I came to our school room this Sunday evening to make sure that I have all the materials ready for this week of school.  When I walked into the room, I felt some of my energy drain just thinking of the character shaping that will happen here tomorrow (of my students and of me).  As I sat down to collect my thoughts, I felt uninspired.  I already have my lessons planned and the material is no longer new to me.  My thoughts revealed a mindset that will limit my growth and that of my students if I do not replace it.  

I began reflecting on the many times I have admonished my students to "finish well."  To finish an arithmetic problem correctly, not just to begin the attempt.  To complete a passage of transcription with beautiful and accurate handwriting.  To reproduce an artist's masterpiece down to the last detail.  

I am finding that I need to hear my own admonition tonight.  We are in the home stretch of this school year (although the finish line is not quite in site).  We are starting to make plans for summer even (ok, a little early, but we are).  I am even starting to enthusiastically anticipate what the scope of school work will be for next year.  My mind seems to be on times other than now.  Is it because we are coming to the end of the biography of Abigail Adams and I think I know the end already (uh, America)?  Is it because we just found out what happened with the Pepper family for read-aloud and are moving on to Shakespeare (plays to which I have been exposed)?  I suspect that I have a bit of a sense of coasting, "been there, done that" in my mind tonight.  My lessons are planned, the end of the year is in sight, let's move on.  

But WAIT!  Checking a box (finishing a book or a lesson) does not mean that growth has taken place.  It does not mean I have finished well.  The year-end is in sight, but the ideas yet to come have not been assimilated.  Not to mention that my students haven't "been there, done that" - it is all totally new to them.  And I may know the outcomes and have my lessons planned, but have I taken the ideas that are still to be revealed in each subject to a level of deep knowing (assimilation) where it has changed my thinking or beliefs or actions (Charlotte Mason's true test of education)?  Have my students?

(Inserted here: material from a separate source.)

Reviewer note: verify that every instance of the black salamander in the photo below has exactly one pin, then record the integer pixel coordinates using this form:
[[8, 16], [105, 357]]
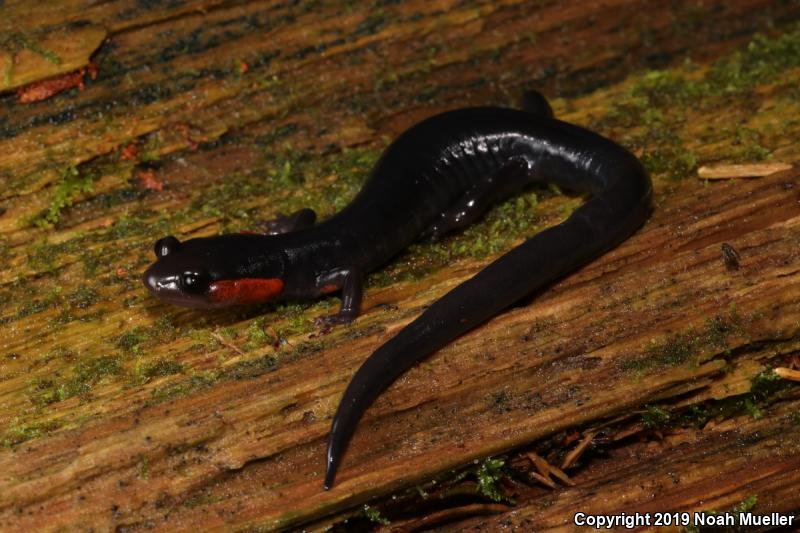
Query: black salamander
[[439, 175]]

Am I really finished with growing in our home school (Charlotte Mason's definition of education)?  Are my students?  The questions are laughable.  Of course not!

What I really need to do in our school room tonight is to pray for my students, for me as their intrepid (though needing to be admonished) guide and to plead with the Holy Spirit one more time to teach us, to inhabit this space in a conscious way, to speak peace over our hearts enabling us to serve and to defer to one another, to open up the mysteries of arithmetic, nature, grammar, and all of His beautiful world, to enable us to have teachable, inspired enable us to finish well.